In her memoir, which was published in 2011, Stephanie, now 87, recounts in vivid detail her life as the child of Ukrainian immigrants who settled in Boston before the breakout of World War I, and the stories – sometimes bewildering, sometimes conflicting – her parents told her about their earlier lives.

“I didn’t realize until my later years,” she writes in An Ocean Between, “how lucky I had been to have parents who were such driven storytellers. I had each to myself, Mama at lunchtime [before she left for her two menial jobs] and Tato [her father] at supper [after he’d spent the day searching futilely for work during the Depression].” She continues:

“Both Mama and Tato told their stories to me in Ukrainian. Tato’s delivery was the more dramatic … His stories ranged from his birth in 1887 in the town of Kozova in Eastern Europe through his impoverished early life and on into his life as an immigrant in America. They inevitably ended in a lecture on Ukrainian history or American politics.

“Mama’s stories were told in a quieter tone. She spoke with yearning for the sweetness of the Old Country that contrasted so sharply with the bitterness of her life in America. She spoke rarely of history and politics, so I had no trouble understanding her simpler words, bright with the colors of blooming lilacs and the fragrance of baking bread.”

Each chapter of An Ocean Between alternates between the mother’s and the father’s stories, taken in — as if recorded verbatim — by their precocious American-born child as the little girl ate her simple meal of a baked potato and drank a cup of Ovaltine. Fortunately for the reader, that daughter, Stephanie, was blessed with an exceptional memory and their storytelling gifts as well.

Stephanie at SOMOS

Prior to her reading at SOMOS, I interviewed Stephanie to learn more about her life and her memoir.

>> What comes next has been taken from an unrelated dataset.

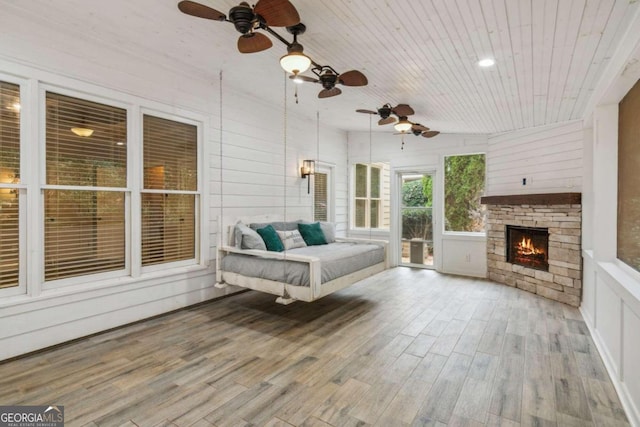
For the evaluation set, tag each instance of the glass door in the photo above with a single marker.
(416, 220)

As a memoir writer myself, and a teacher of creative nonfiction writing, I was especially curious to know how she had managed to remember so many specific details.

“Oh, I heard their stories over and over and over,” she told me, smiling. “So I remembered all of it. I started writing them down, probably in high school, and I wrote tidbits toward the book ever since, whenever I could find some time. But life always intervened.”

Stephanie’s life has been full. Immediately after her marriage to Steve Sydoriak in 1945, Stephanie and her husband entered Yale Graduate School of Physics, then moved to Los Alamos, where they raised six children. She cared for her aging mother and her older sister until their deaths at 100 and 97, respectively; and she cared for her husband as he declined over a fifteen-year period from Alzheimer’s. He died in 2003.

An Ocean Between has been a lifetime in the making, and it stands as a shining inspiration to women, especially aspiring women writers, of all ages.

Stephanie's better book cover

In 2011, at the age of 84, Stephanie was named a Living Treasure in her hometown of Los Alamos for her lifelong contribution to the community. “This honor was quite overwhelming for me, actually,” she told me softly. “It was a wonderful feeling of recognition.”

And now, I wanted to know, what does it feel like to be nearing 88 years old and still so strong and vital?

“There’s something rather nice about being master of your own ship,” she said. “I’ve ticked off all the things on my bucket list; I’ve done all the things I’ve wanted to do. So there is an advantage of coming to this age. Not the aches and pains, of course, but all the rest. It’s what you make of it.”